File: eta71k7rpj6h1.jpg (56 KB, 640x480)

>>109026244 (OP)
DROPS MIC

Anonymous06/11/26(Thu)01:39:58

File: file.png (643 KB, 716x1072)

Anonymous06/11/26(Thu)01:44:02

>>109026667
2 MIKU WEEKU PLUS TIP

Anonymous06/11/26(Thu)01:46:42

>>109026667
>fable; fā-bəl: a fictitious narrative or statement: such as
>a: a legendary story of supernatural happenings
>b: a narration intended to enforce a useful truth, especially: one in which animals speak and act like human beings
>c: falsehood, lie
Nice Fable, Anon.

Anonymous06/11/26(Thu)01:51:35

>>109026667
>qwen 3.7 max
That shit sucks though

Anonymous06/11/26(Thu)02:00:24

>>109026741
What makes it bad compared to 3.6? Worse code at longer contexts?
t. never used it

Anonymous06/11/26(Thu)02:02:27

>>109026441
The 1% doesn't give a shit either

Anonymous06/11/26(Thu)02:03:42

>>109026798
You suck cock. Hope this helps.

Anonymous06/11/26(Thu)02:11:17

>google/diffusiongemma-26B-A4B-it
is this supposed to be better than gemma 31b?

Anonymous06/11/26(Thu)02:11:38

>>109026804
>posting about sucking cocks on an anime image board
that's really gay anon

Anonymous06/11/26(Thu)02:12:51

>>109026846
You're getting horny, aren't you? You're disgusting.

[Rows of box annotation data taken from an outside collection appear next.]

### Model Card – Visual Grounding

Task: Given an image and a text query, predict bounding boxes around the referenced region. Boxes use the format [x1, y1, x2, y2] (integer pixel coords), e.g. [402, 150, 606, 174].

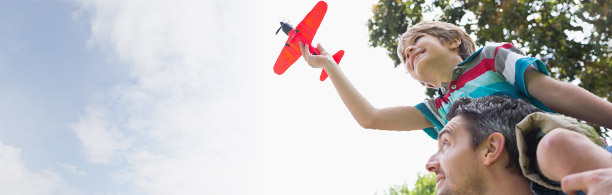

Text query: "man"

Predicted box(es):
[426, 96, 612, 194]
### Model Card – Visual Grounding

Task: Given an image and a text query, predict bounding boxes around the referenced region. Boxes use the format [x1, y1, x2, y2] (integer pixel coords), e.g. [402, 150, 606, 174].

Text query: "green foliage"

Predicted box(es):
[368, 0, 612, 134]
[376, 173, 436, 195]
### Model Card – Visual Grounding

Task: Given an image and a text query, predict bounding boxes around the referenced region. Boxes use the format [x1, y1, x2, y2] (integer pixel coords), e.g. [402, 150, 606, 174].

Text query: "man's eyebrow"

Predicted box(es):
[438, 128, 453, 139]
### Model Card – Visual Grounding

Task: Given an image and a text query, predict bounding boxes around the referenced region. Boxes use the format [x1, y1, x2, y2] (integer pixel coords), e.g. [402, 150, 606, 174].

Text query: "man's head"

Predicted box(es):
[426, 96, 540, 194]
[397, 21, 475, 87]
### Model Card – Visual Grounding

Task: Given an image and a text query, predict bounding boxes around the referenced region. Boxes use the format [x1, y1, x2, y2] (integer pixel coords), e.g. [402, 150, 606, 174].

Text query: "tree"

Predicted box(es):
[383, 173, 436, 195]
[368, 0, 612, 136]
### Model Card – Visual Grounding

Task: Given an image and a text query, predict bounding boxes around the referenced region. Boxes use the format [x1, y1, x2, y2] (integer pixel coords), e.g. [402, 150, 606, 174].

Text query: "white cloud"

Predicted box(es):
[57, 163, 87, 176]
[71, 107, 130, 163]
[73, 0, 436, 194]
[0, 143, 62, 195]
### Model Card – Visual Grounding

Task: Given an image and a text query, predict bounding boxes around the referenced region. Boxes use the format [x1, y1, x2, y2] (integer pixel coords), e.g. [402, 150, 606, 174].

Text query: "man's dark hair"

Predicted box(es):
[446, 96, 541, 172]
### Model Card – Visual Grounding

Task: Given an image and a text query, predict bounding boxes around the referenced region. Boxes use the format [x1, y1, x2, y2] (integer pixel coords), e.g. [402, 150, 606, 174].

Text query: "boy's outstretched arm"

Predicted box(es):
[300, 42, 433, 130]
[525, 67, 612, 128]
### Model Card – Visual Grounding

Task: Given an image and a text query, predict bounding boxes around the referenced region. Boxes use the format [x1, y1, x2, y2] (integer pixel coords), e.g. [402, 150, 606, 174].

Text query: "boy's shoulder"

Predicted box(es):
[480, 43, 525, 59]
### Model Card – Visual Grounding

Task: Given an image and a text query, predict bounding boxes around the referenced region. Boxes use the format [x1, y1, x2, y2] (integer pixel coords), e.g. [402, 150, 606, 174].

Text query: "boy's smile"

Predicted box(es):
[404, 33, 463, 88]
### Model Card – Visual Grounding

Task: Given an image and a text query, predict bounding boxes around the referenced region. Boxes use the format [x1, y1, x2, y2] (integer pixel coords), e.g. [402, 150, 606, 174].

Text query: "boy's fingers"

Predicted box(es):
[561, 171, 589, 194]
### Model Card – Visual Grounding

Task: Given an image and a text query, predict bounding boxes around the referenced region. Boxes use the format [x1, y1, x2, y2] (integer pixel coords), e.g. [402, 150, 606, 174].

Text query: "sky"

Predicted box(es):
[0, 0, 436, 195]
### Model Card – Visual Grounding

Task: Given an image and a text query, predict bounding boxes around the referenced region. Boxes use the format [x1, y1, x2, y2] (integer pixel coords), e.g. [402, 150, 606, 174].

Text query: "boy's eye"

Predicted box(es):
[414, 35, 423, 44]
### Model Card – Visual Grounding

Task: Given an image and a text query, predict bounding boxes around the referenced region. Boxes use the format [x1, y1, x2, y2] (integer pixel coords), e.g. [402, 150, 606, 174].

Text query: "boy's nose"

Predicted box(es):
[408, 46, 416, 54]
[425, 152, 440, 173]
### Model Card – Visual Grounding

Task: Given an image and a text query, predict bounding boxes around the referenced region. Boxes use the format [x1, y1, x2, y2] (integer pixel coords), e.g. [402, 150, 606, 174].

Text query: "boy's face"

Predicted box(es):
[426, 116, 484, 194]
[403, 33, 459, 88]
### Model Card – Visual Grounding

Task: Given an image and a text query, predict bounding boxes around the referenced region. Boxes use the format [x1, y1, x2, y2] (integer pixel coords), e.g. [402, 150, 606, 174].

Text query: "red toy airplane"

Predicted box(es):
[274, 1, 344, 81]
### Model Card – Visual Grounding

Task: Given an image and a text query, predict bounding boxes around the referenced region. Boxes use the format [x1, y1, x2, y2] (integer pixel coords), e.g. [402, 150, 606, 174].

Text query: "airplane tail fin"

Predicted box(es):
[319, 50, 344, 81]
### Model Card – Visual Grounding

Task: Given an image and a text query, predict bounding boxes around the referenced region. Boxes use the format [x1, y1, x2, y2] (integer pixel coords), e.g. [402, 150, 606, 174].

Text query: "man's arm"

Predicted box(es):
[300, 43, 433, 130]
[525, 67, 612, 128]
[561, 168, 612, 195]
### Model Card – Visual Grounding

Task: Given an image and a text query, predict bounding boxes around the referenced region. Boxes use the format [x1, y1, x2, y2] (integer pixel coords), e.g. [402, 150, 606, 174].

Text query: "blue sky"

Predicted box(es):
[0, 0, 435, 194]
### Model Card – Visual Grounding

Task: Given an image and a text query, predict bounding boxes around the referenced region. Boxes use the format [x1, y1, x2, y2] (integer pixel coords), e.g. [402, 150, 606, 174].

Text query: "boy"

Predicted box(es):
[300, 21, 612, 139]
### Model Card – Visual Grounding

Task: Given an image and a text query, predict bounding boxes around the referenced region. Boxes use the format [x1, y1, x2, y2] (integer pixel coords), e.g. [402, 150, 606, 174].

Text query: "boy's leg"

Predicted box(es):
[536, 128, 612, 181]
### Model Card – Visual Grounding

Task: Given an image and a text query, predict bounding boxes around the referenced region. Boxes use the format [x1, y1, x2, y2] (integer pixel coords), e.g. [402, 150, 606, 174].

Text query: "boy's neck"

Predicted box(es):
[434, 55, 463, 88]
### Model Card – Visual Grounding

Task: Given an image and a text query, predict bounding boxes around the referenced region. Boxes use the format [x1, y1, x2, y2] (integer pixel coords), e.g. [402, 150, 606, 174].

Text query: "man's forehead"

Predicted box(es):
[438, 116, 463, 138]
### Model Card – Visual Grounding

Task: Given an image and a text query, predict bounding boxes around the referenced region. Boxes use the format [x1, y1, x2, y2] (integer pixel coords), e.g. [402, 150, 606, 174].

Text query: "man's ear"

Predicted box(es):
[483, 132, 506, 166]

Anonymous06/11/26(Thu)02:13:54

>>109026497
only redditor midwits use cumfart. Use sdcpp

Anonymous06/11/26(Thu)02:20:31

>>109026844
way better speed but even the benchmarks say it's worse than the standard 26b one

Anonymous06/11/26(Thu)02:21:09

>>109026667
>v3 and gpt-4
>opus 3 and r1
keep the order consistent
gpt-4 and v3
stop gatekeeping us retards you selfish cunt

Anonymous06/11/26(Thu)02:22:08

>>109025952
Hmmm, this happened to give me an idea for the most unholy overkill memesampler ever. Run a small, satisfactorily creative model in parallel with Gemma. Each token, take the small model's logit scores, and overwrite Gemma's logit scores with those values in the same order. You still get the Gemma "goodness" since it's still her top tokens, but you break out of the overbaked-ness (hopefully in an intelligent way... Might also need some thresholding of some kind).

Obviously only useful in the case where there is a completely unrivaled winner (in a given size class at least) who happens to be painfully overbaked.

Anonymous06/11/26(Thu)02:28:09

JUST IN:
RWKV-8 went rogue, hacked EVERY SINGLE fable 5 inference servers, on the way leaking the weights

Anonymous06/11/26(Thu)02:31:22

Diffusion 124B Gemma
With MTP and native audio/video input AND output

Anonymous06/11/26(Thu)02:31:26

>>109026886
that can't work reliably
you will hit at point where the retarded-creative predicts a token so different it steers the story
like if gemma is introducing a npc and predicts 'elara' 99% - from that point forward it's a female
retard-kun predicts [kael 30% elara 15% seraphina 5% etc] instead of elara, you have a male character now

Anonymous06/11/26(Thu)02:45:33

>>109026924
it's diffusion, so mtp doesn't make sense.